I had what I wanted. But my brain was questioning me. This wasn’t me … the person I was for so many years…
Now what?
This lasted over a month. I was lost. Like a person who retires, their long-established work pattern is discontinued, yet their brain is still in the day-to-day work routine.
Some retirees return to work to resolve the dissonance, thinking that the uneasiness and mental tension indicated they should not have retired in the first place.
How can we resolve this?
Our brains need to either change the behavior or action
OR
The brain will rationalize our choices in a variety of ways
In 2014, there was a study done on college students who did not want their tuition increased. The college required students to write a paper on why tuition should be increased.
Following the study, most of the students had changed their minds after writing their papers in support of tuition increases. They also didn’t relate or identify with the person they were before they wrote their paper. The study suggests that we skew our own memories while our brains work through the process of resolving these competing beliefs or attitudes.
For me, after being gone from my company for nearly three months, I finally become the person who doesn’t work there anymore.
Understand & Benefit from Cognitive Dissonance
When we begin to understand what our brain is doing and why, it becomes a powerful skill that can serve us well.
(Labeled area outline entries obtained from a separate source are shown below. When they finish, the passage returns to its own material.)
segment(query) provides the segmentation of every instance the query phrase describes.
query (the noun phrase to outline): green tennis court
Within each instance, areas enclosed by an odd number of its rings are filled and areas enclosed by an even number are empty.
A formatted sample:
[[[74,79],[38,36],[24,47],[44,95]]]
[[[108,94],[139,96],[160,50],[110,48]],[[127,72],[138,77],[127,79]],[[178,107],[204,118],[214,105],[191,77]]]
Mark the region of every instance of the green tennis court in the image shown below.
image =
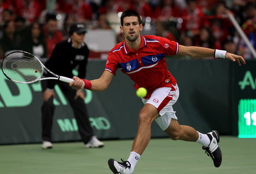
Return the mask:
[[[54,143],[46,150],[38,144],[1,145],[0,173],[111,174],[107,160],[126,160],[132,141],[104,142],[105,146],[98,149],[84,148],[81,142]],[[219,145],[222,163],[216,168],[199,144],[152,139],[133,174],[256,173],[256,139],[222,136]]]

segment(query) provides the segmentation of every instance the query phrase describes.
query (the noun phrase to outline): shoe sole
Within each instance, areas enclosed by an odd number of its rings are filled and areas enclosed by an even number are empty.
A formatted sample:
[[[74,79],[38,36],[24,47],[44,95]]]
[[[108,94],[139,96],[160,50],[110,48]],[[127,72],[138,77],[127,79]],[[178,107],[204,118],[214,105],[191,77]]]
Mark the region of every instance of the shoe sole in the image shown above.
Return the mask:
[[[116,169],[114,166],[114,161],[115,160],[114,159],[110,158],[107,161],[107,163],[108,164],[108,166],[109,167],[109,168],[110,169],[111,171],[112,171],[112,172],[114,173],[115,174],[118,174],[118,172],[117,172],[117,170],[116,170]]]
[[[218,143],[220,142],[220,135],[219,135],[219,133],[218,133],[218,131],[217,131],[217,130],[212,131],[212,132],[213,133],[213,133],[215,133],[215,135],[216,135],[216,136],[217,136],[216,140],[217,140],[217,143]],[[213,161],[213,164],[214,164],[214,166],[215,166],[215,167],[219,167],[221,166],[221,164],[222,164],[222,151],[221,151],[221,149],[220,149],[220,147],[218,145],[218,148],[216,150],[217,150],[217,151],[218,151],[218,150],[219,150],[219,153],[220,153],[220,155],[221,155],[221,158],[220,159],[220,161],[218,162],[219,162],[218,163],[216,163],[216,162],[214,163],[214,161]]]
[[[99,145],[98,147],[85,146],[85,147],[86,147],[86,148],[100,148],[103,147],[103,146],[104,146],[104,145]]]
[[[52,146],[47,147],[45,147],[45,148],[42,147],[42,149],[52,149]]]

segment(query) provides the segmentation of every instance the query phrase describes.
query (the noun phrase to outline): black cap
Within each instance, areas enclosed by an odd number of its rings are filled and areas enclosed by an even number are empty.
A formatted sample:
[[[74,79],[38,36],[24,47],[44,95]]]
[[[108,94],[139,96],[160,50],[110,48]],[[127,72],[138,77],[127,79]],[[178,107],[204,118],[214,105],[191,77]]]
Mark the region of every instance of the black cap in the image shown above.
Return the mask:
[[[85,26],[81,23],[76,23],[73,24],[70,26],[70,28],[69,28],[69,34],[71,35],[72,35],[74,32],[79,34],[83,32],[86,33],[87,32],[87,30],[85,28]]]

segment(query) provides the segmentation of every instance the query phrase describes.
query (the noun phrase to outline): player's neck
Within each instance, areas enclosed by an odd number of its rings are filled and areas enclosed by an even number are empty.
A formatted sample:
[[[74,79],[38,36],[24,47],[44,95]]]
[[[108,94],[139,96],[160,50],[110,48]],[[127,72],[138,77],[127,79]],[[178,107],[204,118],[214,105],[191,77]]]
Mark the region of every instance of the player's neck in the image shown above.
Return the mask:
[[[130,41],[127,38],[125,38],[126,45],[130,49],[133,51],[137,51],[140,48],[141,41],[141,36],[139,36],[137,39],[134,41]]]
It will allow us to grow our minds and expand our capabilities.
Ask yourself if your beliefs and actions are based on evidence – or are you allowing your brain to play tricks on you?
The brain wants to reconcile and ease the dissonance discomfort. The brain will:
- Change the thought. Ask whether it is true. For instance, can you stop working and become a person who starts a new business, even when you have worked your entire life? Ask whether it is serving you to believe that thought.
- Change the behavior. Seems simple enough, right? It can be. Yet, some behaviors (think: quitting smoking) can be more challenging to change.
- Add new thoughts, then rationalize. For instance, “I know smoking is bad, I’m not going to quit, but at least I eat really healthy and exercise.” Our brains would prefer that everything fall into the GOOD or BAD categories or the RIGHT and WRONG categories. Most things are a little bit right and a little bit wrong.
- Trivialize the belief, minimize the effects. For example, “Getting the promotion I want will just bring more responsibility I don’t need right now anyway.” OR “It’s not the best time to make a change. It’s safer to stay where I am right now.”
“There is nothing either good or bad but thinking makes it so.”
-William Shakespeare
When we can remind ourselves of that, it can open our minds and allow us to be more compassionate and peaceful in our brains.
Dissonance is What Nudges Us to Grow
Dissonance, this mental uneasiness, is what nudges us to grow. While it may be uncomfortable, it has huge benefits and can be a powerful tool.
Your brain is not going to stop doing this for you – and that’s a good thing. You want to bring awareness as you allow the process to best serve you, to learn to be patient with your mind as it works through a resolution in its own time.
Watch it carefully and patiently. Call it into question when you see that it’s necessary.
Think about the sense of accomplishment and reward – like nothing you’ve ever felt – once you work through the process. And once you’ve become the next “version” of yourself, you can appreciate that person you were before is who brought you to where you are today.